In Orange County – once seen as a Republican stronghold in the state– every House seat went to a Democrat after an unprecedented “250,000” vote-by-mail drop-offs were counted, the San Francisco Chronicle reported.
“People were carrying in stacks of 100 and 200 of them. We had had multiple people calling to ask if these people were allowed to do this,” Kelley said.
Two years ago, California Gov.

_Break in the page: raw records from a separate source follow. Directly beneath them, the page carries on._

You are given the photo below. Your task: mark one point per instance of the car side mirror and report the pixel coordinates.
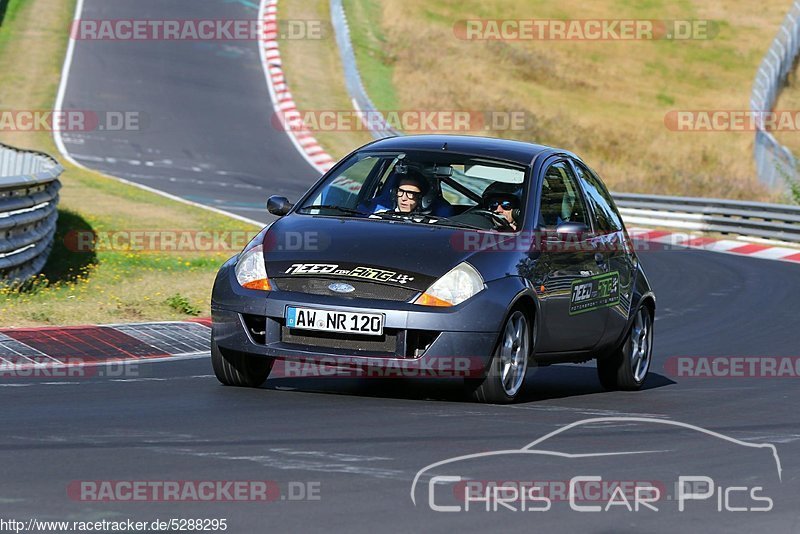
(279, 206)
(568, 231)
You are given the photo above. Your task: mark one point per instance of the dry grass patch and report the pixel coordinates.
(110, 285)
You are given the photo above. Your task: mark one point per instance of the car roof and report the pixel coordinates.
(489, 147)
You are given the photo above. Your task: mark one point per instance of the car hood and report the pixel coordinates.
(407, 254)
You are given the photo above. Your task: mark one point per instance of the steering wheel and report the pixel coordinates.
(498, 221)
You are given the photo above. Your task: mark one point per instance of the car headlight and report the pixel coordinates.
(251, 273)
(461, 283)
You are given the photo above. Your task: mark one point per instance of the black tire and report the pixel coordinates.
(239, 369)
(623, 369)
(492, 389)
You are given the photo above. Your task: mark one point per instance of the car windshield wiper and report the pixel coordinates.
(340, 209)
(452, 222)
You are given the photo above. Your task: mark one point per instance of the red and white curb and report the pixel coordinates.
(22, 348)
(666, 239)
(287, 117)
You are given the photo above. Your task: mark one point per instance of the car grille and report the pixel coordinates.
(364, 290)
(387, 343)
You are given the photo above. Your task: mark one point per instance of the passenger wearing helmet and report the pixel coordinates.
(503, 199)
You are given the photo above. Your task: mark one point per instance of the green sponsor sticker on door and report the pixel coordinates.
(590, 294)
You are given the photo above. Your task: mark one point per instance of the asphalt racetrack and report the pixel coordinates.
(343, 453)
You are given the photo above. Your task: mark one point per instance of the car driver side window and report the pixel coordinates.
(561, 199)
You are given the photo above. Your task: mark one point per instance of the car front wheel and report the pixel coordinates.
(504, 382)
(239, 369)
(627, 367)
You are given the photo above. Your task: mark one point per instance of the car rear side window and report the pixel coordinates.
(561, 198)
(608, 219)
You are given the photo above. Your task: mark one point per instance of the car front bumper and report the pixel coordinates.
(417, 337)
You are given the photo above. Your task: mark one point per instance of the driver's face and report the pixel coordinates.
(407, 197)
(505, 208)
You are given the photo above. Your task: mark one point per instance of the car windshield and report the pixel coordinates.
(420, 187)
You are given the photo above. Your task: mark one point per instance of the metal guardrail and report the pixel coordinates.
(777, 222)
(775, 164)
(362, 103)
(29, 188)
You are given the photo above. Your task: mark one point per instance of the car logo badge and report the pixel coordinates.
(341, 287)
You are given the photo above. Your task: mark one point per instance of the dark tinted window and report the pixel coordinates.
(608, 219)
(561, 198)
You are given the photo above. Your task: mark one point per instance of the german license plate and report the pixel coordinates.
(369, 324)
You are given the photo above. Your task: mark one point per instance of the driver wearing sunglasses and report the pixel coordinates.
(505, 206)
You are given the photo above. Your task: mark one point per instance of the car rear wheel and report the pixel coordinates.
(504, 382)
(239, 369)
(627, 368)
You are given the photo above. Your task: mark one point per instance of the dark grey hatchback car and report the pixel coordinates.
(418, 250)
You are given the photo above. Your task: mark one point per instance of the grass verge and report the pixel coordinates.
(313, 71)
(114, 283)
(605, 100)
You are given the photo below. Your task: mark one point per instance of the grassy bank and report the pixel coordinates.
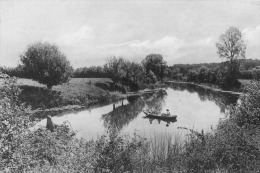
(78, 91)
(233, 146)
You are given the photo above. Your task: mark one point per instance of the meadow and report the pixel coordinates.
(78, 91)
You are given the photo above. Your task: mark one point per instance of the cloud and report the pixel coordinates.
(79, 37)
(252, 35)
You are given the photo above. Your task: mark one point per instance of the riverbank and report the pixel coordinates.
(205, 86)
(78, 92)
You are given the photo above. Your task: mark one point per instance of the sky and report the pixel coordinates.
(88, 32)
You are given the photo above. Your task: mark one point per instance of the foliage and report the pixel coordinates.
(231, 46)
(91, 72)
(156, 64)
(113, 68)
(248, 111)
(256, 74)
(14, 122)
(45, 63)
(134, 75)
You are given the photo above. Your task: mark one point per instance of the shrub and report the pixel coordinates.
(45, 64)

Jerry Brown signed into law AB1921, which legalized the so-called practice of “ballot harvesting.” Previously, only a family member or someone living in the same household was permitted to drop off mail ballots for a voter, but the new allowed anyone – including political operatives – to collect and return them for a voter.
California Democratic Assemblywoman Lorena Gonzalez did not respond to Fox News’ request for comment, but in the past Democrats in the state argued that the bill, which was passed on a party line vote, was meant to make it easier for people to vote.
But following the drubbing they took in the midterms, some Republican leaders in Washington have expressed confusion over what happened in California.
“We were only down 26 seats (nationally) the night of the election and three weeks later, we lost basically every California race,” outgoing House Speaker Paul Ryan, R-Wisc., told the Washington Post. “Point being, when you have candidates that win the absentee ballot vote, win the day of the vote, and then lose three weeks later because of provisionals, that’s really bizarre.”
Ryan added: “When you win the absentee ballots and you win the in-person vote, where I come from, you win the election…I’m not saying there’s anything nefarious about it, because I just don’t know, but we believed we were up about six seats in California the night of the election, now I think we lost just about every single one of those.”
While Ryan may have been taken off guard by the system in California, the state’s GOP was not.
“To say we were caught flat-footed by this is just not true,” Matt Fleming, a spokesman for the California GOP, told Fox News. “We were well aware of this, we even did it ourselves, we pay attention to election laws.”
Echoing Ryan, Fleming blamed the GOP’s losses in California on changing demographics in the state, a large cash infusion for Democratic candidates and a heightened enthusiasm among the Democratic base in the run-up to the election.
“Democrats’ desire to send a message to the president and the blue wave that occurred everywhere but in the US Senate, really affected the outcome,” he said.
Democrats say that ballot harvesting was only part of a larger ground game they employed to help win over voters in California.
“We beat Republicans on the ground, fair and square,” Katie Merrill, a Democratic consultant, told the San Francisco Chronicle. “Many of the field plans included [ballot harvesting] as an option to deliver voters or their ballots” to the polls.
In one anecdote, Democratic volunteers in Orange County visited a home four times to speak with the owner’s 18-year-old daughter – a no preference voter – to see if she wanted them to pick up her ballot for her.
“We were not wasting time talking to people who weren’t going to vote for Democrats,” Merrill said.
Despite being stung by the Democratic ground game and ballot harvesting moves, some Republicans admitted they were – at least a little bit – impressed by how the Democrats pulled off their near sweep of the House in California.
“I have a little bit of professional admiration for how well the Democrats executed their plan,” Dale Neugebauer, a longtime Republican strategist, told the Chronicle.
“The Democrats are creating a new, highly efficient tool to turn out voters,” Neugebauer added. “If Republicans can’t find a way to match it, we’re going to lose more elections all over the country.”